A trademark is an element or sign that is used to distinguish your business or your products and services from a competitor. Common types of trademarks include business and product names, logos and slogans. Less common types of trademarks include sounds, scents, colours and shapes. For example, in Australia only one scent mark has ever been registered which was for a eucalyptus-scented golf T-shirt.
The registration of a trademark provides the owner with the exclusive right to use, license and sell the mark for the goods and services for which it is registered.
It is important to understand that the registration of a business name is not the same as the registration of a trademark.
The registration of a business name is compulsory and done through the Australia Securities and Investments Commission (ASIC). However, the business name registration does not give the owner any rights to stop others from using the same or similar business name. Even more so, you could register a business name under ASIC and still be at risk of infringing someone else’s trademark.
Before choosing a name for your business or product, it is therefore important to do a search on the trademark register. We are happy to assist you in this regard.
There are two ways to file trademark applications overseas:
- file an International Trademark application under the “Madrid Protocol”

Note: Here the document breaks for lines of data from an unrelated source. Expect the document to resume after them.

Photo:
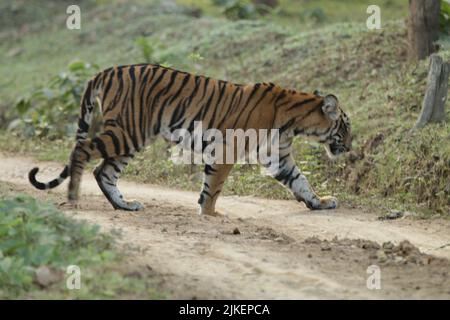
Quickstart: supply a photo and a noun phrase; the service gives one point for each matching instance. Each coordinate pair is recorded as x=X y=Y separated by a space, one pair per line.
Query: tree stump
x=433 y=106
x=423 y=27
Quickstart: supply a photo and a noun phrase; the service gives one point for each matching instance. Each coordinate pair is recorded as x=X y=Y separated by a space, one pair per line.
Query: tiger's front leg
x=290 y=176
x=213 y=180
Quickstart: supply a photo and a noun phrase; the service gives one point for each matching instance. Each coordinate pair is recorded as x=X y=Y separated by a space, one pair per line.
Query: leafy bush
x=444 y=18
x=241 y=9
x=316 y=15
x=52 y=110
x=34 y=234
x=146 y=48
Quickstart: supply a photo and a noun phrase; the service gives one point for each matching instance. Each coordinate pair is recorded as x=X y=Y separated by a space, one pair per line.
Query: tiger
x=142 y=102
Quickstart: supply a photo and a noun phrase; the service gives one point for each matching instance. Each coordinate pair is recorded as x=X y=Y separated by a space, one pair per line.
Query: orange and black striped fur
x=142 y=102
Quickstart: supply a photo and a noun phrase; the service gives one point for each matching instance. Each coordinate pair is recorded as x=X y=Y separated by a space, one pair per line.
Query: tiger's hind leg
x=214 y=178
x=107 y=174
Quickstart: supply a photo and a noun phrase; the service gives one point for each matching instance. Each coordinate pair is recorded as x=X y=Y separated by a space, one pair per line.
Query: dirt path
x=282 y=250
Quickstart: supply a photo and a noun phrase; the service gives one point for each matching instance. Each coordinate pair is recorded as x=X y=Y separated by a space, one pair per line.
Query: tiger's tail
x=84 y=122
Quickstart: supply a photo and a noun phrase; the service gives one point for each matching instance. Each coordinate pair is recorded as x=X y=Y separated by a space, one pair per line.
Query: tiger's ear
x=330 y=107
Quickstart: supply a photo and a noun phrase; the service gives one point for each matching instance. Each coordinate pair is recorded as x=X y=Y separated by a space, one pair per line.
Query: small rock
x=394 y=214
x=279 y=239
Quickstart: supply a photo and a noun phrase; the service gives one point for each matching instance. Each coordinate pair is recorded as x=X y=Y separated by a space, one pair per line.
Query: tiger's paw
x=328 y=202
x=212 y=213
x=130 y=206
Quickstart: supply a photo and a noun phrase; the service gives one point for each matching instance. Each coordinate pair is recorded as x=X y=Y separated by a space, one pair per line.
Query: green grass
x=368 y=70
x=35 y=235
x=302 y=12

- file a trademark application directly in the country of commercial interest
If you have filed an Australian trademark application and you wish to maintain the original filing date of this application (also referred to as “priority date”), the International or overseas application needs to be filed within 6 months of the original filing date. In this way, your International or overseas applications gets “back-dated” to your original filing date in Australia.
If your business is selling or promoting goods or services to an overseas market, it is important that your trademark – whether for your business name or for your goods and services – is protected. Failure to protect your trademark in an overseas market, may have significant consequences. You may, for example, be excluded from using your own business name or may face the risk of infringing a registered trademark.
Notably, even if a trademark is a direct copy of your registered Australian trademark, a third party can become the owner of the mark in another country, either by using the mark first in a first-to-use country or by filing an application first in a first to file country.
A prominent example for this is the “Burger King” trademark. Have you ever wondered why Burger King is called “Hungry Jack’s” in Australia? This is because the trademark “Burger King” was already taken by a small takeaway food shop in Adelaide, when Burger King Corporation was looking at expanding its business to Australia.
The Madrid Protocol is an International Treaty that allows trademark owners to register a trademark in any of the member countries by filing a single trademark application and paying only one consolidated set of fees.
The Madrid Protocol has currently 116 member countries, including the United States, the European Union, New Zealand and most of the ASEAN countries. Only two ASEAN countries have currently not joined, Malaysia and Myanmar. A list of current member countries can be found here.
Protecting your trademark overseas using the Madrid Protocol is typically simpler and cheaper than directly applying to each country. This is particularly true if you wish to protect your trademark in more than 2 countries. Another benefit of the Madrid Protocol is that you can add further member countries at a later date.